Louisiana tweaked its proposal to privatize its safety net hospitals in the hope that the Centers for Medicare & Medicaid Services will sign off on the deal.
CMS officials objected to the state's plan that allowed private entitites that leased eight state hospitals and a clinic to receive $261 million upfront payments and then use the payments to leverage matching dollars from the Medicaid program. The agency concluded that it amounted to a "hold harmless" financial arrangement that isn't permitted under federal regulations.
Under the new proposal, Louisiana is no longer using the upfront payments to obtain higher reimbursements from the Medicaid program. Instead, it plans to reclassify the eight leased hospitals as "low income academic hospitals," and use the level of care provided to the poor and medical education provided to future physicians and other healthcare professionals in order to qualify for enhanced Medicaid payments, the Advocate reported.

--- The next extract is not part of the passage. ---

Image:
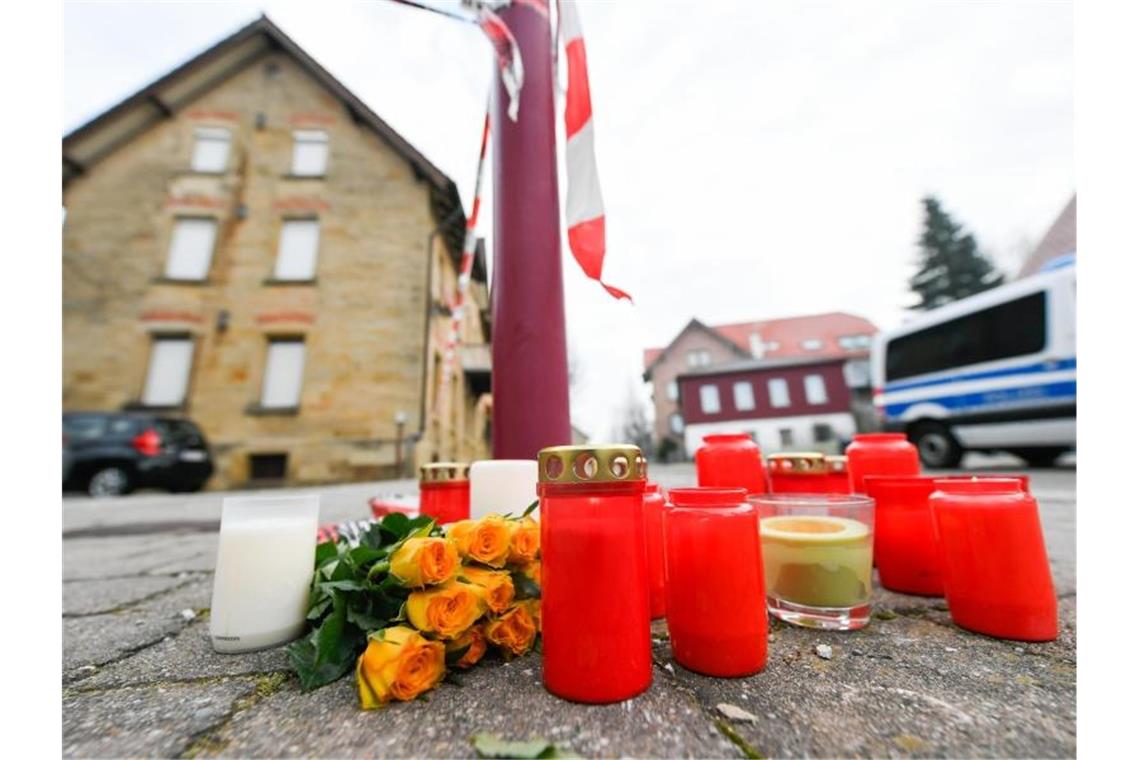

"We believe we have done what they asked us to do in putting forth an approvable state plan amendment," Louisiana State Health Secretary Kathy Kliebert told the Advocate.
As for the advance lease payments, "they can question that at any time," Kliebert said. "If they have a question about means of financing, they can question it apart from the state plan amendment."
Louisiana began in 2012 to turn over its safety net hospital system, which is operated by the state university's healthcare arm, to private operators, despite warnings from even the state treasurer that it was not feasible, and hints from CMS that it was skeptical as to how it was structured.
The CMS' recent rejection of the state's plan sent lawmakers scrambling for an alternative, fearing that not having a privatization plan in place could cost it as much as $882 million in payments this fiscal year and potentially place the state's entire budget into a tailspin.